Certain HP printers equipped with an Ethernet Network Interface Card (NIC) use the Bootstrap Protocol ( BOOTP) to acquire IP addresses and relative network information. BOOTP allows a diskless client to configure itself dynamically at the time of booting. This includes discovering its own IP address and boot information. Using BOOTP, a host can broadcast a request on the network and get information required from a BOOTP server. All IP addresses that a BOOTP server allocates are permanent.
By default, a router does not forward any broadcasts and hence the broadcasts from the BOOTP clients do not reach the BOOTP server if they are separated by a Cisco router. This document provides special precautions that may be necessary when the BOOTP server and the HP printers or BOOTP clients are separated by a router.
There are no specific prerequisites for this document.
This document is not restricted to specific software and hardware versions.
The information presented in this document was created from devices in a specific lab environment. All of the devices used in this document started with a cleared (default) configuration. If you are working in a live network, ensure that you understand the potential impact of any command before using it.
For more information on document conventions, see the Cisco Technical Tips Conventions.
The client broadcasts (MAC and IP) a BOOTP request. If a Cisco router sees this, has a helper address configured, and is forwarding UDP port 67, it does the following:
The router places the IP address of the interface which received the broadcast in the "giaddr" field (meaning Gateway IP Address). This will be the address to which the BOOTP server will send the BOOTP response.
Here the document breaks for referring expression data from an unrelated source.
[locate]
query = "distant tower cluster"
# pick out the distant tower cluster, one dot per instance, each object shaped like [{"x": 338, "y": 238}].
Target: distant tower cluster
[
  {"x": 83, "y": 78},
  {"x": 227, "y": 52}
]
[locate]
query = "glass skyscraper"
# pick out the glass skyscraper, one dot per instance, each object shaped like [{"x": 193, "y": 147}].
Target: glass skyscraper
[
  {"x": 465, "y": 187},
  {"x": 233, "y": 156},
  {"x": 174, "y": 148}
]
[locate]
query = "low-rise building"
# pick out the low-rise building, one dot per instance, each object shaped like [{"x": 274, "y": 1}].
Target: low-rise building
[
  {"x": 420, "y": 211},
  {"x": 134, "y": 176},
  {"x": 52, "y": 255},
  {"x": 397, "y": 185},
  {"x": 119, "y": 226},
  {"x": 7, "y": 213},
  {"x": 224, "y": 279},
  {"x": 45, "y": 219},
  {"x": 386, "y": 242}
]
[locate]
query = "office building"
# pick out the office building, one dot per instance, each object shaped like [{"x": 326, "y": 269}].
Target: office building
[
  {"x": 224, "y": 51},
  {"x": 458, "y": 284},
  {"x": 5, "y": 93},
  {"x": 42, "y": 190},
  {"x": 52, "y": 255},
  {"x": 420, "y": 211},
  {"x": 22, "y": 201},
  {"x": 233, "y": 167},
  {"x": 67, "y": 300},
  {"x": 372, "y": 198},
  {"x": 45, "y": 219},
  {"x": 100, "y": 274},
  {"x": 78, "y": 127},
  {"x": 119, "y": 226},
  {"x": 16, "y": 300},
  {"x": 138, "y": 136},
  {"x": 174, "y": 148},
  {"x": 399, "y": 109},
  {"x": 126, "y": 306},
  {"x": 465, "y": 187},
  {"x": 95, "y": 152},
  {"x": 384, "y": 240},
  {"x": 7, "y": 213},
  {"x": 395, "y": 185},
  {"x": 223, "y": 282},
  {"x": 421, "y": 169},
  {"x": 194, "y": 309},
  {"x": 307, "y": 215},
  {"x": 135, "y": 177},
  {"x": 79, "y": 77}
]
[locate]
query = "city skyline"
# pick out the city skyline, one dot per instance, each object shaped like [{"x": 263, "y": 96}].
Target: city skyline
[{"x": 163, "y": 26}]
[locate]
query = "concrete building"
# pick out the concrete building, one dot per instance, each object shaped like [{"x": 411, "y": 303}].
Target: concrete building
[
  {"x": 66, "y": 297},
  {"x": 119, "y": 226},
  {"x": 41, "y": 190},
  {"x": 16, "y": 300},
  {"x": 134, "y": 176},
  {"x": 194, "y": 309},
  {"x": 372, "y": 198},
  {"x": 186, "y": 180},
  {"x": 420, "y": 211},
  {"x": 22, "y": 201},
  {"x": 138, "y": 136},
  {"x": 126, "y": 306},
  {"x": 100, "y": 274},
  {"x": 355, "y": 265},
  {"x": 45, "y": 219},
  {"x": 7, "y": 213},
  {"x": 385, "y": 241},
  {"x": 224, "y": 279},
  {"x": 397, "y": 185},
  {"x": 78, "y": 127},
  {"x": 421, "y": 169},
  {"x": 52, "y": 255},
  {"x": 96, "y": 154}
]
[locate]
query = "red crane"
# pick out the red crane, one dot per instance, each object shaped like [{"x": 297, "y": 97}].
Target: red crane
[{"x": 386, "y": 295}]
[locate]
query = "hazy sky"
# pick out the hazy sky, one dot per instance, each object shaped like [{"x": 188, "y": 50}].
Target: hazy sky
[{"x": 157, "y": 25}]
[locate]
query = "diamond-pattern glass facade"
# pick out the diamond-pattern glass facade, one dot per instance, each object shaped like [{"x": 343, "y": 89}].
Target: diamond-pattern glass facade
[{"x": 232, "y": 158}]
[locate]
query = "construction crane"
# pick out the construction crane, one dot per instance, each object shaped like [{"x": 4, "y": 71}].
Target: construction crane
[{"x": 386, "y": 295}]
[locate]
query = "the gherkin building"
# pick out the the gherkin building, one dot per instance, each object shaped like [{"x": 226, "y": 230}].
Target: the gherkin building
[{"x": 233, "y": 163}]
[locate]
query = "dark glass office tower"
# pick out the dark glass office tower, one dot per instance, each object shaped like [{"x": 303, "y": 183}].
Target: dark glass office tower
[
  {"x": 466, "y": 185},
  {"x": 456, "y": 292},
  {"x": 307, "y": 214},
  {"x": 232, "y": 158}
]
The router forwards this packet as an IP unicast to the IP helper address.
The BOOTP server gets the packet, finds the client's MAC address in its tables, and sends a reply with the client's IP address and boot file information.
The reply is unicast directly to the Cisco router's IP address (giaddr).
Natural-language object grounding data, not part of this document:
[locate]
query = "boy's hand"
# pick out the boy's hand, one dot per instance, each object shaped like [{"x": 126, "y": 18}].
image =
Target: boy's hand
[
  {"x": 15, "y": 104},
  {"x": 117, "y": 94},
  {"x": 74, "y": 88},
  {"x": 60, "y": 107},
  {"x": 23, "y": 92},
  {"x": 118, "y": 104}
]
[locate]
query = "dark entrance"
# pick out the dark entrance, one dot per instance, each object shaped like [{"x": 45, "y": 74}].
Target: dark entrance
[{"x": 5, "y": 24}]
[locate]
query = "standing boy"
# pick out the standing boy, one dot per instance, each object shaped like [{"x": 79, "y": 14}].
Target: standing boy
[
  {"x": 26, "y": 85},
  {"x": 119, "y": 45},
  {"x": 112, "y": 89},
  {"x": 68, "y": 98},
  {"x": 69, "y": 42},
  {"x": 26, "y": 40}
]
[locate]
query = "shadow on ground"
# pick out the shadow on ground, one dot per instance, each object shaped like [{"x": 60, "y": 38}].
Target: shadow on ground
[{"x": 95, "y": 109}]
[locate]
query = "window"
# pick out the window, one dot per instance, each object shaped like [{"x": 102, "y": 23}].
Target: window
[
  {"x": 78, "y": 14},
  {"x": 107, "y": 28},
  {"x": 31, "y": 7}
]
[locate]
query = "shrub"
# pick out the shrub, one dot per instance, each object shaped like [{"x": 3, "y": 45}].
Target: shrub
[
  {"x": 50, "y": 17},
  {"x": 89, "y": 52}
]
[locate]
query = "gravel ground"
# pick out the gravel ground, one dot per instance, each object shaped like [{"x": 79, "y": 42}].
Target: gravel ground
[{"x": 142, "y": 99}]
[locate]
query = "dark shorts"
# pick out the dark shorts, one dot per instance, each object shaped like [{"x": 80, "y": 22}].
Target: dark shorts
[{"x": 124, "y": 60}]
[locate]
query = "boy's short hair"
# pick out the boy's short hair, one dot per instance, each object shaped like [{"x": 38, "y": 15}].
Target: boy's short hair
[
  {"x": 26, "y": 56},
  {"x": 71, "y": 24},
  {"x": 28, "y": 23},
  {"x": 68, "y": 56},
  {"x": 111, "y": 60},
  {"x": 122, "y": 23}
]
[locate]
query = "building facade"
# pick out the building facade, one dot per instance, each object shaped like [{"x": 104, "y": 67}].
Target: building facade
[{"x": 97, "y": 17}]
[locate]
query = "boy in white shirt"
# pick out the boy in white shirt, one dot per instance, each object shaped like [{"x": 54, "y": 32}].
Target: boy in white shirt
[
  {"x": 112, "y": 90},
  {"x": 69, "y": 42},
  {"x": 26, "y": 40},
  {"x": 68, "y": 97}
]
When the router receives the BOOTP response (UDP port 68), it retrieves the original client's MAC address and IP address from the data portion of the packet and sends the packet as a MAC and IP unicast out whichever interface is directly connected to the client's IP subnet (unless the "broadcast reply" bit was set by the client; in that case, it is a MAC-level broadcast).
Some protocol analyzers do not understand the function of a gateway. The bit that indicates that a gateway (router) is involved causes the packet to be flagged as an invalid packet when it is really valid.
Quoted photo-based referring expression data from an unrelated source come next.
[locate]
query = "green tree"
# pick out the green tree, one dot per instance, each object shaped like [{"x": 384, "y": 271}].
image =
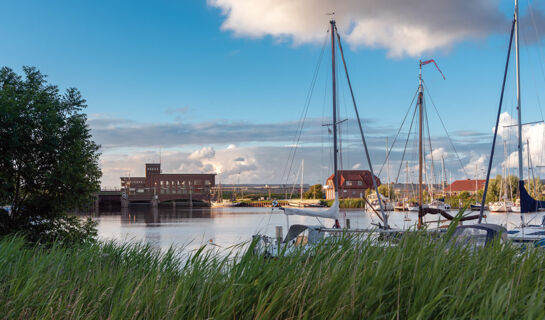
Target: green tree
[
  {"x": 48, "y": 163},
  {"x": 314, "y": 192}
]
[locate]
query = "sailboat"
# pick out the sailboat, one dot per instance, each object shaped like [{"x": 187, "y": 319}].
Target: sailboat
[
  {"x": 524, "y": 232},
  {"x": 268, "y": 246}
]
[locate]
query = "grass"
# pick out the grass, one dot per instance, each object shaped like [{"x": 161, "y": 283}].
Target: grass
[{"x": 418, "y": 279}]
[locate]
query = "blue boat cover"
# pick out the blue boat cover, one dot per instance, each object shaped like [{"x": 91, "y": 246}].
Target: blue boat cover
[{"x": 527, "y": 203}]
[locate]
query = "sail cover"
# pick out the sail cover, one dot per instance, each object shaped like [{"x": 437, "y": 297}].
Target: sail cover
[
  {"x": 527, "y": 203},
  {"x": 330, "y": 213}
]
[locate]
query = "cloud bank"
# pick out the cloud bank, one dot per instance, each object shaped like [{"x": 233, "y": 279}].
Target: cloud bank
[{"x": 403, "y": 28}]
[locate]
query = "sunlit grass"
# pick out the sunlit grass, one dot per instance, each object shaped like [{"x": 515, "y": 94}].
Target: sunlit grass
[{"x": 418, "y": 278}]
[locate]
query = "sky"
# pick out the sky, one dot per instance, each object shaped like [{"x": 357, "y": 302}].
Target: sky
[{"x": 221, "y": 85}]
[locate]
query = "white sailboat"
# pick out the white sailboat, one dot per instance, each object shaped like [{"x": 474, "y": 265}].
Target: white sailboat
[{"x": 269, "y": 246}]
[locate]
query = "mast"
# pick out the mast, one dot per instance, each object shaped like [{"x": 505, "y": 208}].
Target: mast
[
  {"x": 388, "y": 167},
  {"x": 407, "y": 182},
  {"x": 333, "y": 76},
  {"x": 443, "y": 177},
  {"x": 302, "y": 177},
  {"x": 420, "y": 160},
  {"x": 528, "y": 153},
  {"x": 517, "y": 66}
]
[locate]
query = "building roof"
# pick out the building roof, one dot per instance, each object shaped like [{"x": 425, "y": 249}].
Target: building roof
[
  {"x": 465, "y": 185},
  {"x": 355, "y": 175}
]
The IP address assigned by the BOOTP server might not be correct, especially if the client has been moved. In that case, it may be sent out the wrong interface, or dropped if the target subnet is not directly connected to that router (the most common problem).
Only the first router encountered acts as a gateway. Between the gateway and BOOTP server, the packets are routed normally.
There are a few other options mentioned in RFC 1532
Make sure of the following:
The helper-address is set to point at the correct BOOTP server. Use the ip helper-address interface configuration command on the router interface receiving the client BOOTP broadcasts to forward them to the server.
The BOOTP server assigns a valid IP address.
The router is helping UDP 67 (on by default).
The debug udp gives very detailed information on what the router is doing.